Characterization of antibodies induced by paternal lymphocyte immunization in couples with recurrent spontaneous abortion

This study was designed to identify and characterize the allo- and autoantibodies induced following successful paternal lymphocyte immunization to prevent recurrent spontaneous abortion. Firstly the titers of maternal anti-paternal antibodies in women with successful pregnancies as determined by the flow cytometry crossmatch (FCXM) were highly variable; however, in all cases, the initial pre-immunization titers were negative and the post-immunization titers were positive by the FCXM in successfully treated women. Secondly, the specificities of maternal alloantibodies to paternal HLA antigens (immunogen) were evaluated. No all predicted antibodies to mismatched paternal HLA antigens were found by microlymphocytotoxicity (MCX) assays and the specificities varied. Thirdly, antibodies in post- but not preimmunization sera reacted with two lymphoid cell lines, SupT1 and SB; in addition, the rise and fall of the titers of these sera with paternal cells seemed to be reflected with the cell lines by the FCXM. Fourthly, autoantibodies to activated lymphocytes were detected and seemed to correlate with successful immunization since women who had another abortion following immunotherapy lacked these autoantibodies. These findings suggest that the antibody response following successful immunotherapy is complex and needs to be studied further to understand the mechanism of this treatment.

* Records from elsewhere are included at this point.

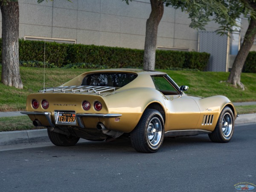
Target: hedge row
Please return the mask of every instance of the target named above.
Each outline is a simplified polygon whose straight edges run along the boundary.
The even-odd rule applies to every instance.
[[[52,67],[65,67],[67,65],[70,66],[70,64],[80,64],[76,66],[84,68],[92,66],[142,68],[143,66],[143,50],[54,42],[46,42],[45,44],[45,61],[51,64]],[[20,61],[26,61],[21,62],[23,66],[36,65],[40,67],[42,65],[44,57],[44,41],[20,40],[19,47]],[[206,52],[157,50],[155,68],[203,70],[209,56],[210,55]],[[41,63],[27,61],[40,61]],[[48,64],[47,66],[50,66]]]
[[[249,52],[244,65],[243,72],[256,73],[256,51]]]

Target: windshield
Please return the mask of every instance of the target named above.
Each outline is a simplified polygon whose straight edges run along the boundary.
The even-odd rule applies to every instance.
[[[137,75],[123,73],[93,73],[86,76],[81,85],[121,87],[133,81]]]

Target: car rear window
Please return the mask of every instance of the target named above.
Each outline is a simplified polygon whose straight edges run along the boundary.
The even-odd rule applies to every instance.
[[[131,73],[90,74],[84,77],[81,85],[121,87],[133,81],[137,77],[137,75]]]

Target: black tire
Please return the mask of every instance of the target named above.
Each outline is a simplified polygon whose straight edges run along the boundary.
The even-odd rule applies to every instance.
[[[138,125],[131,133],[134,148],[142,153],[154,153],[162,145],[164,136],[164,123],[161,113],[146,109]]]
[[[78,142],[80,139],[80,137],[72,136],[68,137],[63,134],[51,131],[49,129],[47,129],[47,132],[52,143],[57,146],[73,146]]]
[[[209,137],[213,142],[227,143],[230,140],[235,126],[233,111],[226,107],[219,117],[214,131],[209,134]]]

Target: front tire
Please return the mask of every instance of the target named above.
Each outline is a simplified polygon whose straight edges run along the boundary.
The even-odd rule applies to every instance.
[[[47,130],[49,139],[52,143],[57,146],[73,146],[79,140],[80,137],[67,135],[51,131],[49,129]]]
[[[233,111],[228,107],[226,107],[219,117],[215,129],[209,137],[213,142],[227,143],[230,140],[235,126]]]
[[[154,153],[162,145],[164,135],[164,123],[157,111],[146,109],[138,125],[131,133],[134,148],[142,153]]]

New Horizons in the Evaluation and Treatment of Recurrent Pregnancy Loss

During the past 15 years we have evaluated couples with unexplained recurrent spontaneous abortion (RSA), couples with normal pregnancies, and women who electively terminate their pregnancies early in gestation and have found major differences in the alloimmune and autoimmune status in women with unexplained RSA (1–3). In studies of over 1500 couples in this latter category we have shown (i) a higher incidence of HLA-DR and HLA-DQ antigen sharing compared to fertile controls (4); (ii) a higher incidence of HLA-DR and -DQ homozygosity in the male partners (5); (iii) a markedly decreased level of maternal alloantibody to paternal T and B lymphocytes compared to fertile control couples (2, 6); (iv) a strikingly higher incidence of antiphospholipid antibodies to phosphatidylserine (PS), phosphatidylinositol (PI), phosphatidylglycerol (PG), and cardiolipin (CL) that increases in incidence and titer with each subsequent pregnancy loss in three distinct populations of women studied (United States, Kuwait, and Colombia) (3, 7); and (v) an 89% incidence of subsequent pregnancy loss following lymphocyte immune therapy in autoimmune women untreated for the autoimmune abnormalities (2).